Gabriel Orozco at MoMA

Mr. Orozco at the opening

Mr. Orozco at the opening

I have been eagerly awaiting this show ever since my encounter with the artist on my trip to Mexico City. Due to the Swine Flu outbreak, I was unable to see his exhibition opening at Kurimanzutto the following day. So, off I headed on opening night to the 2nd and 6th floors of my home away from home…the Museum of Modern Art.

Invariants

Samurai Tree Invariants

I began on the 2nd floor where the room usually housing prints is filled with Orozco’s “Samurai Tree Invariants.” These are digital prints with “vibrant geometric abstractions previously realized as paintings, drawings, and photocollages.” Consisting of circles on a square background in a restricted palette of blue, red, white, and yellow, he utilizes his common motif, the circle almost as a means of meditation in its creation. 460 permutations are on view in the show.

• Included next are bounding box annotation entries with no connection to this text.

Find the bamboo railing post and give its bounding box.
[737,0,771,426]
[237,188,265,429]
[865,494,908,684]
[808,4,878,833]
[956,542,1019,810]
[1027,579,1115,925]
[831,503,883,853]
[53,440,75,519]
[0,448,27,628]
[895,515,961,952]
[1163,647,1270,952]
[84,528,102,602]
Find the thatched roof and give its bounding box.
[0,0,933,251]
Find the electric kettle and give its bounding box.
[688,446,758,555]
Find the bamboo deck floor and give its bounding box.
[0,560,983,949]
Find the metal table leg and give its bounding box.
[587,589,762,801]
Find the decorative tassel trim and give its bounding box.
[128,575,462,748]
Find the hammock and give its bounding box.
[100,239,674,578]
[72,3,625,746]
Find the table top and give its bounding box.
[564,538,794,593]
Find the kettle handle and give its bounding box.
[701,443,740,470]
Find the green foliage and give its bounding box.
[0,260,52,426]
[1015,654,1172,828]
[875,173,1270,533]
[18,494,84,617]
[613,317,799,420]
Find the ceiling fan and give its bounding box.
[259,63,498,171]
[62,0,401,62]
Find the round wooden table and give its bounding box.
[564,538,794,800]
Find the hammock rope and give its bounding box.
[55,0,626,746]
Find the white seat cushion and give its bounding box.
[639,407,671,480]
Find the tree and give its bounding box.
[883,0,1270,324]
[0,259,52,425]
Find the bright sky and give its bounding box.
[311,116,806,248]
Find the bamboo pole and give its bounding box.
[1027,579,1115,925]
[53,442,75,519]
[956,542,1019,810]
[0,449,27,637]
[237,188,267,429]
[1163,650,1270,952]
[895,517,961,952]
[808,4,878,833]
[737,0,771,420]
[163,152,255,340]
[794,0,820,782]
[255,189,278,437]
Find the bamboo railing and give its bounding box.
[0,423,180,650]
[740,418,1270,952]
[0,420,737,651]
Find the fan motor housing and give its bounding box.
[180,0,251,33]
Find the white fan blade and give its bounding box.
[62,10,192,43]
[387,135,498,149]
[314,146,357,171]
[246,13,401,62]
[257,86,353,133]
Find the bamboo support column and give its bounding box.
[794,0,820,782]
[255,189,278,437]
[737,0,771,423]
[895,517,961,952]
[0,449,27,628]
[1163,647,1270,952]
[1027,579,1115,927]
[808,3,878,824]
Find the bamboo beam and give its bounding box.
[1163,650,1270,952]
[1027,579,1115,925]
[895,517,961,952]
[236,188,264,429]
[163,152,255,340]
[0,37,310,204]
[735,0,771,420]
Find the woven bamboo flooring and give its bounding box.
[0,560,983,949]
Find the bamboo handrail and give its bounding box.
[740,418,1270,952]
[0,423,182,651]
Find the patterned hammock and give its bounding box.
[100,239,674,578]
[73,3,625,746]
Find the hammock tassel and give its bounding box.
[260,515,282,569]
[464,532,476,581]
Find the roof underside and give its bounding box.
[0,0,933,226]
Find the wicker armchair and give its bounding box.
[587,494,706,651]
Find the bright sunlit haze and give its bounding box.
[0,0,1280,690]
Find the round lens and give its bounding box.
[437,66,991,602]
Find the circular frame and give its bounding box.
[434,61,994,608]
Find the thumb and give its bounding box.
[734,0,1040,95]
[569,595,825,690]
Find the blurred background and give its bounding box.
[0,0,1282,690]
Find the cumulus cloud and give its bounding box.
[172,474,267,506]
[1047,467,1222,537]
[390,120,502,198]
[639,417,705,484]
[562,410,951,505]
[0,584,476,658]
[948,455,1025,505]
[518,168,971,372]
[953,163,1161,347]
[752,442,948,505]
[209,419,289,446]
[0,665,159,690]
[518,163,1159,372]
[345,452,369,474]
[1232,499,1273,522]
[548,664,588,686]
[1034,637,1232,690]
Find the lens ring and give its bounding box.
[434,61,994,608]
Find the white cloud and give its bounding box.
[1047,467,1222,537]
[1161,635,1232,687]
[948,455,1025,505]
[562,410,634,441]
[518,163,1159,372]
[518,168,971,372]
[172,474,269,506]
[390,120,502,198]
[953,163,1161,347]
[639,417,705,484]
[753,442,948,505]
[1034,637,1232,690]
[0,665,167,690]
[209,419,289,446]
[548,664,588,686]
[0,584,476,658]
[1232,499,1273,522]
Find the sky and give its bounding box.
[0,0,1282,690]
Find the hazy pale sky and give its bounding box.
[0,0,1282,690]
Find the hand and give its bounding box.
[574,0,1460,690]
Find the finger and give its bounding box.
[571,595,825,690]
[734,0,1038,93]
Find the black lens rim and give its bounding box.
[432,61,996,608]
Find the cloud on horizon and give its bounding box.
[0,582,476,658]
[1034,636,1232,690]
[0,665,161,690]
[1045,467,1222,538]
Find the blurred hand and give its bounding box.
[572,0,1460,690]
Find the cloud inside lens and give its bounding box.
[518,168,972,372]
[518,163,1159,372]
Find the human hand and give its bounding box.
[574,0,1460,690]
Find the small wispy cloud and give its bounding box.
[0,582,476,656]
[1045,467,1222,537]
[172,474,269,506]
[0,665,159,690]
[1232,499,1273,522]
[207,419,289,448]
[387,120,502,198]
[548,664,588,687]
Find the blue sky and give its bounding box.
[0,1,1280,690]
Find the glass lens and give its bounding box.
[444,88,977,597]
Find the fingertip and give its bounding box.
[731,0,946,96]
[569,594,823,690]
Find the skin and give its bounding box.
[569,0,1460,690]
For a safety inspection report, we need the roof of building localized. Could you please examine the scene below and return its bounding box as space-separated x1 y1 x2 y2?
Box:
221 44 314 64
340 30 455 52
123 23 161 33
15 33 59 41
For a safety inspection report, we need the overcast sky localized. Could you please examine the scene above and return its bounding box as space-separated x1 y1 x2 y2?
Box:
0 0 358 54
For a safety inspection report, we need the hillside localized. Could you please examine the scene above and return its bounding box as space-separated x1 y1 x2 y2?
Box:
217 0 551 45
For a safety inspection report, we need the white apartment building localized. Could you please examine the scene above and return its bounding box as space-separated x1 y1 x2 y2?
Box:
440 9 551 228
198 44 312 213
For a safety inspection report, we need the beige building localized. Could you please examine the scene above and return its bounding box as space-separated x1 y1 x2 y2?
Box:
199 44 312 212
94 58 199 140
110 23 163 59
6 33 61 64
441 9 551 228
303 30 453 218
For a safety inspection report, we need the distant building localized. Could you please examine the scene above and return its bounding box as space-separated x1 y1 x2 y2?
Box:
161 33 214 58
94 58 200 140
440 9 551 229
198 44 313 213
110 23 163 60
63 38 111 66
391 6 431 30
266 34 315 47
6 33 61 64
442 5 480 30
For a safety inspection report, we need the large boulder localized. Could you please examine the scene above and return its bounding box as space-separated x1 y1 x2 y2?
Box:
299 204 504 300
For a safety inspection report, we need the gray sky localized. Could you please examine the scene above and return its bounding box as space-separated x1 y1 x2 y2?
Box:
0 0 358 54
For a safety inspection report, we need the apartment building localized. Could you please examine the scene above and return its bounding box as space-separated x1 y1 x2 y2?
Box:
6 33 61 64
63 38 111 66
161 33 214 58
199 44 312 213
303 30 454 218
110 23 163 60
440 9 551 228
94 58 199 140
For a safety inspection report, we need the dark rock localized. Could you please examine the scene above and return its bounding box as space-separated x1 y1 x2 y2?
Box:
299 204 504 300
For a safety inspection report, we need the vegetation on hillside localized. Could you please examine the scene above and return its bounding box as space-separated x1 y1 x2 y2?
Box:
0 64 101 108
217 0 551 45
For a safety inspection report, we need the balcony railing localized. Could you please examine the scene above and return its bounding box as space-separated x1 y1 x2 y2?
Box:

Born in 1962 in Jalapa, Mexico, Orozco became recognized by the art world  in his early 30s by transforming ordinary objects into works of art to be pondered. In 1993, MoMA asked him to participate in their “Projects Series” which resulted in his first solo show. This current mid-career retrospective highlights two decades of sculpture, drawings, photographs, and paintings. He has worked and loved in Mexico, New York, Paris, and traveled all over the world often creating site-specific works. As the wall text points out, this is the first time that many of these works are in dialogue with each other.

Whale

Mobile Matrix in the atrium

On view in the atrium is “Mobile Matrix” from 2006, a sculpture made from a whale skeleton found on the beach in Baja, California. Orozco has described himself as, “a consumer of anything at hand and a producer of what already exists.”

La DS

La DS

Hanging four yogurt lids on each wall of a white gallery space, taking the middle section out of a car (”La DS”),

Four Bicycles

Four Bicycles

or melding bikes together (”Four Bicycles: There Is Always One Direction”) he manipulates objects for reinterpretation. His photos of a mark of breath on a piano lid and an “island within an island” (Jersey walls put together to create an island on the island of Manhattan) demonstrate his humor and wit.

Shoes

Shoes

Shoes and shoelaces melded together into one object, fired clay body parts, an incised soccer ball all are on display.

Eyes in elephant

Eyes Under Elephant Foot

Detail

Detail

“Eyes Under Elephant Foot” consists of a beaucarnea tree trunk and glass eyes which eerily peek out at the viewer.

Working Table

Working Table

However, my favorite of the works on view is the “working table” in the back gallery. As he has created works in a variety of places, Orozco has not maintained a studio of his own anywhere so his apartment functions as a storage facility with works on shelves, in shoeboxes, etc.

Detail of working table

Detail of a Working Table

Since 1996, these “working tables” have been exhibited as works of art which allow the viewer to get an intimate look into the process behind the creation of his art. Included are studies and maquettes for finished works, the beginnings of works that were never realized and found objects.

While I enjoy Orozco’s work immensely, I found this exhibition a bit conservative and staid.  His work usually packs a punch and it lacks some of that power when presented in this way. I am still a fan though and look forward to seeing more of his work in the future, just not all jammed into a multitude of white cubes.